The average American spends 2 hours and 14 minutes on social media every day. Our average screen time is over seven hours a day. The more active someone is online, the more time they spend glued to their phone. It’s one thing to be a passive consumer, and quite another to be diving headfirst into the fray. One thing that makes social media so addictive is interactivity. Feedback from other people is instantaneous. So is validation, and so is social condemnation. What really gets people hooked though, is the immediacy of social platforms. Dr. Preeti Kocchar, a counseling psychologist, states that immediate emotional validation can be addictive for people with low self-worth. And social media, like it or not, is an easy, accessible way to find a substantial amount of emotional validation. Seeking this type of validation is human, however, it’s not necessarily good for us.
Those who become addicted to emotional validation will look for it everywhere, and may exhibit the following behaviors:
- Fishing for compliments by highlighting achievements. People do this on social media constantly, myself included. Nobody wants to highlight the bad, right?
- Being controversial to provoke a reaction. I can name a dozen social media influencers whose entire platform is built on and around controversy.
- Exaggerating and embellishing stories to gain praise and/or sympathy. This is even easier to do online than in real life, because your audience is amplified.
- Pretending to be unable to do something so someone will help you.
Seeking validation is normal and human. However, obvious ploys at validation are negative because
seeking approval from someone else communications social inferiority. Seeking validation means that you are expressing an emotional need that you want someone else to fulfill. Often, the person you want validation from is someone unequipped, unwilling, or uninterested in giving it to you. Furthermore, when you seek validation and don’t receive it, you crave it even more which has the perverse effect of distancing you even further from the person(s) you’re seeking it from. It’s a form of emotional neediness that most find overwhelmingly unpleasant. So, if you seek validation directly, you often lose the respect of people you’re seeking validation from.
The overt need for validation works online, a little bit. But you can only seek reassurance and sympathy and validation so many times from an online audience before they lose interest in you as well. Humans are a social species, and we have a fundamental need to belong to our tribe or group. The most obvious group is the family unit, followed closely by friends/peers. Being accepted by our groups elevates our self-esteem, and being rejected produces anxiety and depression. If you don’t feel accepted in your real life, you might search for validation online. Sometimes, online communities can really help people, and sometimes, they can make us feel even more alone.

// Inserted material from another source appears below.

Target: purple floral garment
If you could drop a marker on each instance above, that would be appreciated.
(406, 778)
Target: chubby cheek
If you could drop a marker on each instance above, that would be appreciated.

The most interesting thing about validation is that we don’t seek it equally from everyone. You probably want validation from people who are “above” you in any given social hierarchy because their validation carries more weight. You might therefore seek the validation of a parent, your boss, someone you admire, and so forth. If you receive validation from someone you perceive to be equal to or below you in the social hierarchy, their validation will carry less weight. You might not even care. These dynamics operate everywhere all the time, without any of us really thinking about it.
The biggest lie we tell ourselves is that we don’t need the approval or validation of others. We don’t need the validation of everybody, but we need the validation of some. The only real way to stop seeking validation and to not feel bad about where you are in life is to actively become a valuable member of your group or tribe. It takes work and time to become valuable, but work and time will create confidence and the built-in validation of knowing that you’re doing good work and contributing to the world in a positive way. It’s far easier to look to others for validation instead of getting to work. And it’s easier still to search for validation online from strangers, but if you do that enough, it won’t feel so good anymore. That’s the thing that makes social media so addicting; fast, quick spurts of dopamine from the validation of near-strangers. No wonder we’re all unhappily addicted to our phones.
Validation isn’t inherently bad. It’s a normal, productive, and useful aspect of living a normal, productive, and useful human life. But it can become overwhelmingly negative when we look for validation everywhere, or when we seek it from people who can’t (or won’t) provide it. Get busy becoming the best version of you, and the rest will fall into place.